Tiqit—TIny ubIQuITous Technology—Computers is a leading designer and manufacturer of wireless ultra mobile computers for on the go professionals. Tiqit was founded in March 2000, by Vaughan Pratt, one of the nation's most respected academic visionaries. Tiqit has developed a patent-pending wireless ultra mobile PC capable of running Windows, UNIX, or Linux. The prototype supports Wi-Fi (802.11b)1, Bluetooth1, and CDMA/GPRS1,2 technologies with a 300MHz CPU, 256MB RAM, 15GB hard drive, 4" touch screen display, and QWERTY keyboard. Tiqit addresses the dual problems of device proliferation and software incompatibility giving mobile enterprise professionals the option of a single device replacing today's menagerie of notebooks, PDAs, and BlackBerrys. Tiqit runs all business-class applications (SFA, CRM, and ERP as well as MS Outlook and the whole MS Office Suite) without missing a beat. Cost savings can thus be achieved by companies avoiding purchasing, supporting, and maintaining multiple handheld devices or developing, purchasing, and supporting different ported applications/OSs. Investments in legacy software and management tools are preserved, and companies can continue on a single path of development, deployment, training, and management of future applications.

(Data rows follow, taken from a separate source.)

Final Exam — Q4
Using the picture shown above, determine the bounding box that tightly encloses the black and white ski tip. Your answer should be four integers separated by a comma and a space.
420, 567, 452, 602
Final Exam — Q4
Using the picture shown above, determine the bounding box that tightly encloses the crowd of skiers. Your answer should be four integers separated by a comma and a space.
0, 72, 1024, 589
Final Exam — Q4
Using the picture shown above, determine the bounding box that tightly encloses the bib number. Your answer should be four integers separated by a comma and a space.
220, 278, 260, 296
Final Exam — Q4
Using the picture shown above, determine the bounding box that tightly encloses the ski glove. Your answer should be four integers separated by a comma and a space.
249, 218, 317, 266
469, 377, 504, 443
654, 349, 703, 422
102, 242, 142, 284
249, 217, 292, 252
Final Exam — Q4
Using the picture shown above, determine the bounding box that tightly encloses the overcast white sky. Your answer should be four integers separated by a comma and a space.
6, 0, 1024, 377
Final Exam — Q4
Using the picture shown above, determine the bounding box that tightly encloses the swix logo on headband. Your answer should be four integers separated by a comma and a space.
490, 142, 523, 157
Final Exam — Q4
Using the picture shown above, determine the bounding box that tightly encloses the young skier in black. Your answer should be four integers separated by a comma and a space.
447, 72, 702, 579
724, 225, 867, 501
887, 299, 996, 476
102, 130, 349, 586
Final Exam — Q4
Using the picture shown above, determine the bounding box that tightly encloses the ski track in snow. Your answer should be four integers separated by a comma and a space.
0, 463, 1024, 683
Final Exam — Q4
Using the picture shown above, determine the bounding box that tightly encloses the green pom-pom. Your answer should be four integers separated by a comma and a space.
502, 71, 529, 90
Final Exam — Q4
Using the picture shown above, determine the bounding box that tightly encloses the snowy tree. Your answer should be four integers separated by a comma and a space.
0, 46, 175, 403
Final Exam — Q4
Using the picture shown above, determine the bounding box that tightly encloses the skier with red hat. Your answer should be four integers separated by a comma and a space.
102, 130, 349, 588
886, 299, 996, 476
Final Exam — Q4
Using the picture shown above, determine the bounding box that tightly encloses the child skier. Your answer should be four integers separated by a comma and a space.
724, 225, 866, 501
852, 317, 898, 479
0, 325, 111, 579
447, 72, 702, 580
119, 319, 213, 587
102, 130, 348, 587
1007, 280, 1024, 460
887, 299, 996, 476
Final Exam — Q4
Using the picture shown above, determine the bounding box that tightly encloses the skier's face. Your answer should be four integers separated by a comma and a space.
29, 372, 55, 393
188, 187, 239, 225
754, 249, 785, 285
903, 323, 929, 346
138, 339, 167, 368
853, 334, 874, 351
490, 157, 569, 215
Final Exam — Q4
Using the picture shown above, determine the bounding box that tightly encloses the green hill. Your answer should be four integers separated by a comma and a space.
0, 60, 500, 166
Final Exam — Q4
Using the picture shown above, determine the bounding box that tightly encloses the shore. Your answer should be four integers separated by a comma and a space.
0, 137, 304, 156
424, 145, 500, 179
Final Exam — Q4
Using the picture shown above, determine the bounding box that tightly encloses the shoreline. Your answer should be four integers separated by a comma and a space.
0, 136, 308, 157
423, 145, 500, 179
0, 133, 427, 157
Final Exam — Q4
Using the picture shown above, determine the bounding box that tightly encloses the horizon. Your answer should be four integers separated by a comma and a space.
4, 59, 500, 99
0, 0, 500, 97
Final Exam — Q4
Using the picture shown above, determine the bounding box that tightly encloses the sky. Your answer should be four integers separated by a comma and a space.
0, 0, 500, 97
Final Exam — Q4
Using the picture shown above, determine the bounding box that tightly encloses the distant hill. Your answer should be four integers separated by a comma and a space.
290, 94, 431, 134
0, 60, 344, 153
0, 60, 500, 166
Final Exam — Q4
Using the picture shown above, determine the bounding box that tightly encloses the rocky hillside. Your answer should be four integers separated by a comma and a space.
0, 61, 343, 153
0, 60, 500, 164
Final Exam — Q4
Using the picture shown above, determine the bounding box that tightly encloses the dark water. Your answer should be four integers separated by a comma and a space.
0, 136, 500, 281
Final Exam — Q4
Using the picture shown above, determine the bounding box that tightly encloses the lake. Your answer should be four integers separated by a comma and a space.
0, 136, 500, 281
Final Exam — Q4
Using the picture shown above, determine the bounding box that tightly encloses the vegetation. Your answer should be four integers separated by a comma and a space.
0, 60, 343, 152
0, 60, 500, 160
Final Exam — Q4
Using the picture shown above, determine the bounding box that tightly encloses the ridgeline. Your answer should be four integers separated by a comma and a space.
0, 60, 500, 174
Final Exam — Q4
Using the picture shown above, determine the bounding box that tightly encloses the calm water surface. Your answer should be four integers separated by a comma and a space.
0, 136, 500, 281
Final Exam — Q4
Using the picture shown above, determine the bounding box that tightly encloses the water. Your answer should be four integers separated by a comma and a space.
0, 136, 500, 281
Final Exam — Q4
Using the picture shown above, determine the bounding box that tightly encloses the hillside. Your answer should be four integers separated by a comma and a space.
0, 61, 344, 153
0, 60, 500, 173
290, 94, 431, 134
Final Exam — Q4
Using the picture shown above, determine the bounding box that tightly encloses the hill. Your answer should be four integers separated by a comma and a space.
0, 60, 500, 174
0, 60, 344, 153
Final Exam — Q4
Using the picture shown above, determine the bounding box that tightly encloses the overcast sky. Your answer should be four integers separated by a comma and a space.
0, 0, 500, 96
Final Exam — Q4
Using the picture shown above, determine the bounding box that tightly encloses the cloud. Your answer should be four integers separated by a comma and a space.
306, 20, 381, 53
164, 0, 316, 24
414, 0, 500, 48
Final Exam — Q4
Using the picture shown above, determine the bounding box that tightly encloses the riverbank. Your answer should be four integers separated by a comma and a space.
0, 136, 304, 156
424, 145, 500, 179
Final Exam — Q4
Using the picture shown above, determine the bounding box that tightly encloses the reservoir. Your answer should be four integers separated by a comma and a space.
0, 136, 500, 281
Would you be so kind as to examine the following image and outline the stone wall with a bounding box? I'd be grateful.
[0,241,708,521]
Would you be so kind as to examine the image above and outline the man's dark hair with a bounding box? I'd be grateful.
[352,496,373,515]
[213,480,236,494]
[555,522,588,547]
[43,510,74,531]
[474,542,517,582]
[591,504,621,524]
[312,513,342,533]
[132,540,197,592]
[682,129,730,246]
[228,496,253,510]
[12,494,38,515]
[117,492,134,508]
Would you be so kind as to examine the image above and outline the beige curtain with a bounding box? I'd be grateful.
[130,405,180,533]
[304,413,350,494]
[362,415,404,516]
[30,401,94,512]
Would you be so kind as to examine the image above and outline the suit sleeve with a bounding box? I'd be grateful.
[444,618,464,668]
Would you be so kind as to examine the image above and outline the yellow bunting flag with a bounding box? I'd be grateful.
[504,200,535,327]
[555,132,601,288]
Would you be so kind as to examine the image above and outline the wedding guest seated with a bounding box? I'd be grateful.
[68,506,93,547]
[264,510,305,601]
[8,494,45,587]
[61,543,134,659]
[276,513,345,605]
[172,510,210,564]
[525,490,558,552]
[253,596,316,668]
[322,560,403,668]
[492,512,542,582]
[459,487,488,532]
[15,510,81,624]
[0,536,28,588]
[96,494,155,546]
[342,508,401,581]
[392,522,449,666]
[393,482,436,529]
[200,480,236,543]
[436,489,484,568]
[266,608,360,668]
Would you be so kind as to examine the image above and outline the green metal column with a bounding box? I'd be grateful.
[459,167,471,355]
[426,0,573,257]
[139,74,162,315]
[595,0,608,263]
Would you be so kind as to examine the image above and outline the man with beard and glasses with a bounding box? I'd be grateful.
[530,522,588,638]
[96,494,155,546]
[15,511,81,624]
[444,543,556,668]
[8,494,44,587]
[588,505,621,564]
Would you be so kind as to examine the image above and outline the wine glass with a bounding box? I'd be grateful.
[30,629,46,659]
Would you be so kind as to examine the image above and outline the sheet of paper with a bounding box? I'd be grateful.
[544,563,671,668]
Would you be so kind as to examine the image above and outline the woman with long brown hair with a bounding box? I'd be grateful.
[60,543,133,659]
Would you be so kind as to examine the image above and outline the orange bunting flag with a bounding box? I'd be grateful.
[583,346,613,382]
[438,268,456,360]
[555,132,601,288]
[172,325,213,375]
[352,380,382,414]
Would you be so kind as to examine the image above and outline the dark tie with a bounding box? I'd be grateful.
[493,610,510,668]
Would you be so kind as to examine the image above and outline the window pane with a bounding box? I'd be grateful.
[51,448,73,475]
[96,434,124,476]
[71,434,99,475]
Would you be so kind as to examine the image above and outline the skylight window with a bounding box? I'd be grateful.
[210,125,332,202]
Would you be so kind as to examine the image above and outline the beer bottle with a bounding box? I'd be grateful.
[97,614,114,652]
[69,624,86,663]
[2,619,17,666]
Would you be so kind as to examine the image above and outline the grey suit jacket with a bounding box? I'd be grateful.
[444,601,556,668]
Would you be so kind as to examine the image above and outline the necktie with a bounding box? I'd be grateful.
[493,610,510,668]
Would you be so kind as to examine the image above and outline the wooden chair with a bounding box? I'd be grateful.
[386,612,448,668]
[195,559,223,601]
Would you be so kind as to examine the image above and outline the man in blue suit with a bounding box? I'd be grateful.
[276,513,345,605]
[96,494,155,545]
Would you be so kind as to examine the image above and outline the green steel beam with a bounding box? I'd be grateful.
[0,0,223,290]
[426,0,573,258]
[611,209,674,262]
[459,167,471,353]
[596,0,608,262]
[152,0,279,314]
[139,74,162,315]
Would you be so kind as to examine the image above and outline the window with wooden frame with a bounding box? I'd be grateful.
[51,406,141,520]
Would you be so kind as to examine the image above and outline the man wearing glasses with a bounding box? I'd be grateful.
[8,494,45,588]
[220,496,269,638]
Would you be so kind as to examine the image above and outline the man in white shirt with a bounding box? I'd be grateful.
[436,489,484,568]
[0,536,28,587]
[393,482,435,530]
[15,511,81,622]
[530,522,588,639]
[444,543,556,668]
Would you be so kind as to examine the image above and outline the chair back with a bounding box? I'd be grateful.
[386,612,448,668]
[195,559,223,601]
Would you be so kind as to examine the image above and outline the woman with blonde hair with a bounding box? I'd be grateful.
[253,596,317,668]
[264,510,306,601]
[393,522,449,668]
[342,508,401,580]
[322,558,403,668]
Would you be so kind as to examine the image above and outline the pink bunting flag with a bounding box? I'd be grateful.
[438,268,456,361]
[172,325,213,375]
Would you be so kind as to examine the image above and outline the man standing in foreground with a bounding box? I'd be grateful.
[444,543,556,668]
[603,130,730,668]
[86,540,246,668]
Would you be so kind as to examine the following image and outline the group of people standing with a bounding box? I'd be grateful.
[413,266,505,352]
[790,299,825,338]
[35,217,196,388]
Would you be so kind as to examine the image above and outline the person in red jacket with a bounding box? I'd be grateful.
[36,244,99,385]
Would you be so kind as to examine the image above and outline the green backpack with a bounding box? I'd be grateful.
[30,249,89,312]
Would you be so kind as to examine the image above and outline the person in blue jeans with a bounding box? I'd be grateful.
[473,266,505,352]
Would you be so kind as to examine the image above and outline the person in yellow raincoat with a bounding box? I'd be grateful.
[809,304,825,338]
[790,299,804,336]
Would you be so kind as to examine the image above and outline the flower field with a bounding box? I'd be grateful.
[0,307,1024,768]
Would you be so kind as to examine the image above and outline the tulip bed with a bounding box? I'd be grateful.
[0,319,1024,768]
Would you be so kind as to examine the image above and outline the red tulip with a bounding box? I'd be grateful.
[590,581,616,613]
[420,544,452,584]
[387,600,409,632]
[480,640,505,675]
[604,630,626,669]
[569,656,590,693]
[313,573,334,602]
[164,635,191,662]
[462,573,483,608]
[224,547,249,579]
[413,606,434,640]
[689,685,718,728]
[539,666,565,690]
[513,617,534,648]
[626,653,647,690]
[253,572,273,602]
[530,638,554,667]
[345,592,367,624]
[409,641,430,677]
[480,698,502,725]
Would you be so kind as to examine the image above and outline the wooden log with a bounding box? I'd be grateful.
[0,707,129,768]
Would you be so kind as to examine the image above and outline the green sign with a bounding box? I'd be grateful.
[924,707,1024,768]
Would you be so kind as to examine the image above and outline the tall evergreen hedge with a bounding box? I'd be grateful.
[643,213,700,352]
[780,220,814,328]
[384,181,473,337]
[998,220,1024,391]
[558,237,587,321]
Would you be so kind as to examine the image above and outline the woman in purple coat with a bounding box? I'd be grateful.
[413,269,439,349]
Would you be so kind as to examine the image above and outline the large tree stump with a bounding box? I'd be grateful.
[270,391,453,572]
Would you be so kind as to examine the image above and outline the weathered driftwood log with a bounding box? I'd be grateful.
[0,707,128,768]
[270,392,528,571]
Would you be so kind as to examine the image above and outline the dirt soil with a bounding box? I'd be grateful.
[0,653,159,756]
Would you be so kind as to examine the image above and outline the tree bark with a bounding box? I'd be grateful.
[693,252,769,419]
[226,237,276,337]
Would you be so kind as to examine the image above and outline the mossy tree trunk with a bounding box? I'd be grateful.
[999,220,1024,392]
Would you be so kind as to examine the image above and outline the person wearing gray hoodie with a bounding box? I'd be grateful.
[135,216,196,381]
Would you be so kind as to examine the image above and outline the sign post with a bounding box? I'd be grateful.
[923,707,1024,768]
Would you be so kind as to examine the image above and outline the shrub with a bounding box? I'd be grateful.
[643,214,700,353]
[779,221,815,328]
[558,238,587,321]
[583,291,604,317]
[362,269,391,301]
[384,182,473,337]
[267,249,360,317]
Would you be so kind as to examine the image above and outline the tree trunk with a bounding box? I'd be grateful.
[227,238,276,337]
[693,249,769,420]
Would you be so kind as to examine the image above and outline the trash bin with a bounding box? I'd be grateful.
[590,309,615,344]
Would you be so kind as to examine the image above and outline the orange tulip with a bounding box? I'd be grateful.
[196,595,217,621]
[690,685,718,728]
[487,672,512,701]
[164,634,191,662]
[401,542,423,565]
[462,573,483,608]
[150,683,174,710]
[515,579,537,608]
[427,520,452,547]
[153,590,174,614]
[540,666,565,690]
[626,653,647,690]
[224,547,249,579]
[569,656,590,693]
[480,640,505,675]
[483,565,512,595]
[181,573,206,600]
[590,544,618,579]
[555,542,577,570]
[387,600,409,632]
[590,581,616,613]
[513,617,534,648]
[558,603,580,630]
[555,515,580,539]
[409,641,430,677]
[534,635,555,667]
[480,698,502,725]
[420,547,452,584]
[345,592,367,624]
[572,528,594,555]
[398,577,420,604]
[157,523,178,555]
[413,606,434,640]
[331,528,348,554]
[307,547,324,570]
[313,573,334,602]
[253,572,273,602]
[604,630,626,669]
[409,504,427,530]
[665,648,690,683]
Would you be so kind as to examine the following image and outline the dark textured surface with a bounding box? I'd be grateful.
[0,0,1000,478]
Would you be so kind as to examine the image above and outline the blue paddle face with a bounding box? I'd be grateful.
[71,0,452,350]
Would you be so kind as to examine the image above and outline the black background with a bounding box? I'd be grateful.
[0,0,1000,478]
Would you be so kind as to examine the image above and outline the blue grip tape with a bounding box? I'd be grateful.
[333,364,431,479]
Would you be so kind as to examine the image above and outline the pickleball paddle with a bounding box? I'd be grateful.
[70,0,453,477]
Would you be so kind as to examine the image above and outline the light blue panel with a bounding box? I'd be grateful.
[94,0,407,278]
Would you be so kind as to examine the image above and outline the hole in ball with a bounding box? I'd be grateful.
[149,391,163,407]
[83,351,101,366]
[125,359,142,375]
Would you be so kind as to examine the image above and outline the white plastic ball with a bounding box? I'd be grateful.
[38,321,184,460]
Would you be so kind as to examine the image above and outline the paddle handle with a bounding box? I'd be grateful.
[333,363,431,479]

The Laptop—PDA Convergence Myth
PDAs and wireless solutions liberated enterprise workers from being anchored to a cubicle. From remote locations employees are able to communicate and work, often more effectively. However, out-of-the-office productivity is stymied because a vast majority of existing enterprise software solutions from SAP, Oracle, Siebel, and PeopleSoft are incompatible with traditional non-XP handhelds.

Part of the reason for this software problem is the extreme engineering problems involved in building a handheld that has the functionality of a laptop: screen resolution, processing power, battery life, heat dissipation, etc. In order to overcome these obstacles, Microsoft and Intel made design concessions on OS functionality, microprocessing power, I/O performance, and memory capacity for Windows CE, Pocket PC, StrongARM & XScale architectures, respectively.

For example, Windows CE has about 25% compatibility with Windows XP, significantly diminishing its capability. Equally disturbing, although laptops use a 32-bit I/O interface, PDAs using StrongARM or XScale processors are designed for 16-bit interfaces substantially increasing upload/download times to external peripherals. These design compromises, deficiencies, and new technology advancements have resulted in the need for ultra mobile PCs as illustrated in Figure 1.


Figure 1 — The benefits of ultra mobile PCs to the active worker

Laptops are getting smaller and lighter, an advantage which helps offset the software/IT issues still unsolved by today's handhelds. Still, there is one common enterprise demand as yet unmet by even the smallest laptop: it cannot truly be used while walking—and when frequent movement is called for, it's far less easy to deal with a laptop than with a handheld-sized device. For workers in hospitals, factories, or those in the field, such as insurance claims adjusters, the handheld form factor is clearly superior—and yet remains less functional than a laptop. Tablet PCs overcome many of these issues but remain hampered by handwriting-recognition and other problems, and it is still much larger than a handheld.

The bottom line is… PDAs cannot run all the applications the enterprise requires and laptops lack the full mobility of an XP handheld. Tiqit provides the best of both worlds.

1) Requires separate purchase of Wi-Fi or CDMA/GPRS PCMCIA card or Bluetooth USB radio.